When you’re busy taking care of your business’s most immediate needs, like bill paying and customer service, it’s easy to forget about other important priorities. However, even if your self-employed status means you don’t need to worry about documents designed to assist employees, it can be worth considering them for the future. If you plan to hire workers once your business takes off, you may not want them to miss out on the following things.
Every small business employee handbook outlines the business’s culture, values, and missions, so employees know how they will fit into your corporate culture. Typically, this opening information sets the scene for all other business-related information and the expectations of employees to follow it. Without such information, your workers can find it challenging to understand what your business is about and their place within it.

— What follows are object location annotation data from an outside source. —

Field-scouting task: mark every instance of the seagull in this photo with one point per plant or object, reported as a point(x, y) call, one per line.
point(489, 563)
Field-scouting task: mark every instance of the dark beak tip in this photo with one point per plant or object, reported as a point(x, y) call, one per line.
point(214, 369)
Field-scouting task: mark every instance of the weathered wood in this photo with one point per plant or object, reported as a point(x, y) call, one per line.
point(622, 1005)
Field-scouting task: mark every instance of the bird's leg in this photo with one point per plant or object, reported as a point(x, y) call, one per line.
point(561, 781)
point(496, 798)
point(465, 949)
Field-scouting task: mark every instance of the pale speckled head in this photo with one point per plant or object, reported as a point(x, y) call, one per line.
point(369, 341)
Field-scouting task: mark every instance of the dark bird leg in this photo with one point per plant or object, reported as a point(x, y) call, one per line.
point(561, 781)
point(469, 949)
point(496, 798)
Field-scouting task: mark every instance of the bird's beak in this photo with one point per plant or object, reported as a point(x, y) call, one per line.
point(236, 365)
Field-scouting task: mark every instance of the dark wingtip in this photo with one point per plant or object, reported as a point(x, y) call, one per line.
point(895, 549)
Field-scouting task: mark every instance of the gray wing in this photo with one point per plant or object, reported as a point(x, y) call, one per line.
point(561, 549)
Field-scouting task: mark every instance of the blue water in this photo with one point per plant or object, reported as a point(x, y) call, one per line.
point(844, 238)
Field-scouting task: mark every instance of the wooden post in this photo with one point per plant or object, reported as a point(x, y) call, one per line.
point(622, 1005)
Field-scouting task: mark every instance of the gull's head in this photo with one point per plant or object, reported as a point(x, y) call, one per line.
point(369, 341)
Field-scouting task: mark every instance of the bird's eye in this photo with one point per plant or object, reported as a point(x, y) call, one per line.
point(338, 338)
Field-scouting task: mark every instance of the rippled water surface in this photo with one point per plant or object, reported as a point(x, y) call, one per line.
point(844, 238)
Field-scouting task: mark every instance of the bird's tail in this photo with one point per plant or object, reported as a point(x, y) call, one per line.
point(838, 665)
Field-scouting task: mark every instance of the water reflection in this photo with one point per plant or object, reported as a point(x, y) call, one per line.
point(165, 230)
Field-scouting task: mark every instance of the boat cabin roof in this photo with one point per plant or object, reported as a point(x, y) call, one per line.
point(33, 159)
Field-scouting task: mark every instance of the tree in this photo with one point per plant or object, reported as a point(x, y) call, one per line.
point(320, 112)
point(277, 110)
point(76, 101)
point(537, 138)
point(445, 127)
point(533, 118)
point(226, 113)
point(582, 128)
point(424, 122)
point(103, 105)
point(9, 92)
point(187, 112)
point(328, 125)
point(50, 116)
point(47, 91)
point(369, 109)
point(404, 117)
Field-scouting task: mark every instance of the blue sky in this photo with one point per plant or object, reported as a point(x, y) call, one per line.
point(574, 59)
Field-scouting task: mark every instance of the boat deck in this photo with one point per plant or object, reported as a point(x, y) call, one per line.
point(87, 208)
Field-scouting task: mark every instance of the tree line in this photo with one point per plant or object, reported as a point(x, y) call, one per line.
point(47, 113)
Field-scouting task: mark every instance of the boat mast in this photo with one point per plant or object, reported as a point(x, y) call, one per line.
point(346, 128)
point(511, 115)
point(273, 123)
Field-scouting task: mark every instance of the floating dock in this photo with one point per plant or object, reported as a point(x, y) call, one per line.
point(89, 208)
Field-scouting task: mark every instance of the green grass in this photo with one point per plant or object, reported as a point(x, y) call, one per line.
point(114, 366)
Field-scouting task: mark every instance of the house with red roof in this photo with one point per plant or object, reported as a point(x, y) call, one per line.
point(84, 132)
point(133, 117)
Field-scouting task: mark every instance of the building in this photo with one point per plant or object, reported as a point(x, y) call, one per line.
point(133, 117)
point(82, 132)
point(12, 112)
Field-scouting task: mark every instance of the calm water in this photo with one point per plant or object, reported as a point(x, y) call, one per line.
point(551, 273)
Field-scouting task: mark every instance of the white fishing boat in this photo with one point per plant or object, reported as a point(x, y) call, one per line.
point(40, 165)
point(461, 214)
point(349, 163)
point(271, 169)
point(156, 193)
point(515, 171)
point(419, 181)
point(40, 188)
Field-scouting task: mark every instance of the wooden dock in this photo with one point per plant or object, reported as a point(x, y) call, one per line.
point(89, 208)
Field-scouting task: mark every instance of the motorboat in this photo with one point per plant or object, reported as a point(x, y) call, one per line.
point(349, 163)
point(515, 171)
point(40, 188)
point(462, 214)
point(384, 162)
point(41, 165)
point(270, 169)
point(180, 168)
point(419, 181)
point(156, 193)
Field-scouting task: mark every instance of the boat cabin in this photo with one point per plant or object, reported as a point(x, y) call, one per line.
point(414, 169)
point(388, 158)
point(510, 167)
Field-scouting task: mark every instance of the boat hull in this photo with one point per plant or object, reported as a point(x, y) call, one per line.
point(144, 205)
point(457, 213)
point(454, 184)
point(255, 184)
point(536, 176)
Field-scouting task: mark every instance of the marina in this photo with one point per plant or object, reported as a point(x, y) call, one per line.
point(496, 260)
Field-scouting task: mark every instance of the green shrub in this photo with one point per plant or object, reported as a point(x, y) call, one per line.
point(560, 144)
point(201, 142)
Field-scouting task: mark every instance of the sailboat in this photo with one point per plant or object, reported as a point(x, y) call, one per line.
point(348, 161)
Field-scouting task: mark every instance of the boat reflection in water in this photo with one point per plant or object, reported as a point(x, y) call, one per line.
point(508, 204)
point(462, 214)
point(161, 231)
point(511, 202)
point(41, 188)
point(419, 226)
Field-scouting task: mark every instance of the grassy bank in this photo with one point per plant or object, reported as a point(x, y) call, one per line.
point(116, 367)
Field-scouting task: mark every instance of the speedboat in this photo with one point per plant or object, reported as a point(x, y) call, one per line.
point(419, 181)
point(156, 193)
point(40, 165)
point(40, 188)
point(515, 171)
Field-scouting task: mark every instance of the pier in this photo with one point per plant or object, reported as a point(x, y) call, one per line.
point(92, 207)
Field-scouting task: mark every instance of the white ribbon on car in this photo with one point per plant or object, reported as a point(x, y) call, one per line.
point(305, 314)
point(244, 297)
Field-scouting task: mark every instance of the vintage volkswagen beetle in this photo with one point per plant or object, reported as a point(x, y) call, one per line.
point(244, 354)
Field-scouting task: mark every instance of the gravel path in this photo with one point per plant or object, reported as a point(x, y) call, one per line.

If your workplace doesn’t have guidelines for how to act and manage specific tasks, you can’t expect any new employees to know what you expect of them. You may have a clear idea in your head for how specific scenarios play out, but unless it’s on paper, it’s unlikely to be followed to the letter.
Your guide can include a wide variety of processes and expectations, such as what your employees can wear and what they should do if they require time off. You may not need this information right now, but it may be helpful in the future.
As your business grows, you’ll likely start thinking about things you can do to retain a quality workforce. These can be things like a work-from-home policy, health insurance, company discounts, and maternity leave. Rather than have future employees questioning what you can offer, it’s laid out clearly in an employee handbook.
Whether you hire one employee or several later on, it’s essential to understand what employment laws surround your business operations. If you can outline these clearly in a handbook, there does not have to be any gray areas regarding what you should do if you need to enact one of those laws. Some vital information in this regard can include laws surrounding federal FMLA leave, military leave, disability leave, and other government mandates.
Every workplace has different policies. You may not have needed to concern yourself with them as a sole trader, but they become important as soon as you hire staff. Your employee handbook can include policies on confidentiality, diversity, harassment, violence, health and safety, and even data protection. Whenever you or an employee has an issue that fits into one of these categories or another, they can refer to your manual to determine the most appropriate next step.
Out of all tasks you need to achieve in a single day, an employee handbook may not appear as one of the most important. However, as your business grows, you may soon learn just how valuable it is. Plan for the future by considering what important information should feature in yours.